The specific commitments carry fixed deadlines. Privacy Commissioner Philippe Dufresne⁵ stated that “appropriate safeguards are the cornerstone of responsible innovation” and that addressing AI privacy impacts is key to ensuring Canadians can benefit from new technologies without giving up their fundamental right to privacy. The August and November 2026 deadlines will test whether those safeguards arrive on schedule.

Frequently Asked Questions

Does this ruling apply to foreign AI companies that merely serve Canadian users?

PIPEDA applies to any organization collecting personal information in the course of commercial activities with a real and substantial connection to Canada, regardless of domicile. The ruling did not limit its scope to Canada-based entities, so offshore model providers whose products are accessible to Canadian users could face similar joint investigations, a reach that many non-Canadian AI vendors have not factored into their compliance posture.

Italy’s Garante banned ChatGPT outright in 2023 under GDPR, then lifted the ban after OpenAI added age verification and transparency notices, a binary ban-and-lift cycle targeting deployment practices. Canada’s ruling goes further upstream, directly addressing the legality of the training data collection itself and imposing an ongoing quarterly compliance schedule. The split verdict between federal and provincial regulators, where some files remain open indefinitely, also has no direct EU analogue.

What happens if OpenAI misses the August or November 2026 deadlines?

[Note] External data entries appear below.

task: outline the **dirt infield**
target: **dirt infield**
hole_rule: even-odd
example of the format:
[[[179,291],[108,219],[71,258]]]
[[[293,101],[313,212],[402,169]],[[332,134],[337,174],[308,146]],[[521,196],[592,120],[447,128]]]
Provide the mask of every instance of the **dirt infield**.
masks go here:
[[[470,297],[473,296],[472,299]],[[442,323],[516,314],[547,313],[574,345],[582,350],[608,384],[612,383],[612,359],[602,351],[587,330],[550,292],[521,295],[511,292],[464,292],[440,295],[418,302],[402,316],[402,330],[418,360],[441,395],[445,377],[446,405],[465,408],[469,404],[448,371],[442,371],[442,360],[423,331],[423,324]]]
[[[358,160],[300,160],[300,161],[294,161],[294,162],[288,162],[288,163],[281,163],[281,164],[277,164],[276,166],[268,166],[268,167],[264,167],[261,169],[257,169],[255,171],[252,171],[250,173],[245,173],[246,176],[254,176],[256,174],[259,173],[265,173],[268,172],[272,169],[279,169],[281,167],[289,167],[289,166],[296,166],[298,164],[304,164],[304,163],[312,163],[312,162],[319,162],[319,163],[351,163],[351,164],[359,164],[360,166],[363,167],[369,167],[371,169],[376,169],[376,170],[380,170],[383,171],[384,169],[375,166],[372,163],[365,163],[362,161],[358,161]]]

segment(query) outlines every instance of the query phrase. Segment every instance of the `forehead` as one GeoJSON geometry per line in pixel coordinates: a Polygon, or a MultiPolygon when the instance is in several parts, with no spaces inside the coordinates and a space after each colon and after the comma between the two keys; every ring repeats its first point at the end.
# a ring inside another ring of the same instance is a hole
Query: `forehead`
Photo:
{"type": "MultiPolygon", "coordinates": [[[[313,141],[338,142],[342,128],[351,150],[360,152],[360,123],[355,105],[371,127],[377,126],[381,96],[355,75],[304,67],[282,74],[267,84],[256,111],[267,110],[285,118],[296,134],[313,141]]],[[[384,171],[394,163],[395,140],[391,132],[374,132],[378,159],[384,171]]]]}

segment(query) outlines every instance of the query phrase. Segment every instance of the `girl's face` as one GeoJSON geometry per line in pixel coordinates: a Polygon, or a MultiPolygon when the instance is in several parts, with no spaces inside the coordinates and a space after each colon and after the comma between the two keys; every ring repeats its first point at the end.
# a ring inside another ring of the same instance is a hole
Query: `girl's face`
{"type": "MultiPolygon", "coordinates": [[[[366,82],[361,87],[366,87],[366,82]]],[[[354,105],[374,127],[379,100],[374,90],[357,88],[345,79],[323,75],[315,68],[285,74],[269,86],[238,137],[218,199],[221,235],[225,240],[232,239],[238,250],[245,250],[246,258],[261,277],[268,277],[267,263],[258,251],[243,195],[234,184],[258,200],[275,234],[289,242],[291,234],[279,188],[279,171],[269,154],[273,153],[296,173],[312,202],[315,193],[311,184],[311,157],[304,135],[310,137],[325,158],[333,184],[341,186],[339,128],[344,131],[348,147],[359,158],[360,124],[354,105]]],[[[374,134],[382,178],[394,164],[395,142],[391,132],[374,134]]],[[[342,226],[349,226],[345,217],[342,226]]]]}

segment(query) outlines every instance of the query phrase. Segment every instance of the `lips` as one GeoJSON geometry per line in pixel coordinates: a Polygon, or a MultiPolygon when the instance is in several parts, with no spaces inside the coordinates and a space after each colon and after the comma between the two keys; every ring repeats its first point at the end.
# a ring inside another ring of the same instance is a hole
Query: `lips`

Under PIPEDA, the federal Privacy Commissioner cannot levy monetary penalties directly, enforcement requires escalation to the Federal Court. But Quebec’s Law 25 grants its regulator administrative monetary penalty powers, creating asymmetric consequences: the same missed deadline could trigger financial penalties in Quebec while producing only a court referral federally. This enforcement asymmetry is partly why BC and Alberta kept their files open as unresolved.

Why did OpenAI retire entire models rather than removing only the flagged personal data?

Machine unlearning techniques cannot reliably erase specific individual data points from a trained large language model’s weights, because the knowledge is distributed across billions of parameters in ways that resist surgical removal. OpenAI chose full model retirement, replacing GPT-3.5 and GPT-4 with newer checkpoints, because selective data erasure from an already-trained model remains technically infeasible at production scale. This means retroactive compliance may require full model deprecation rather than targeted corrections.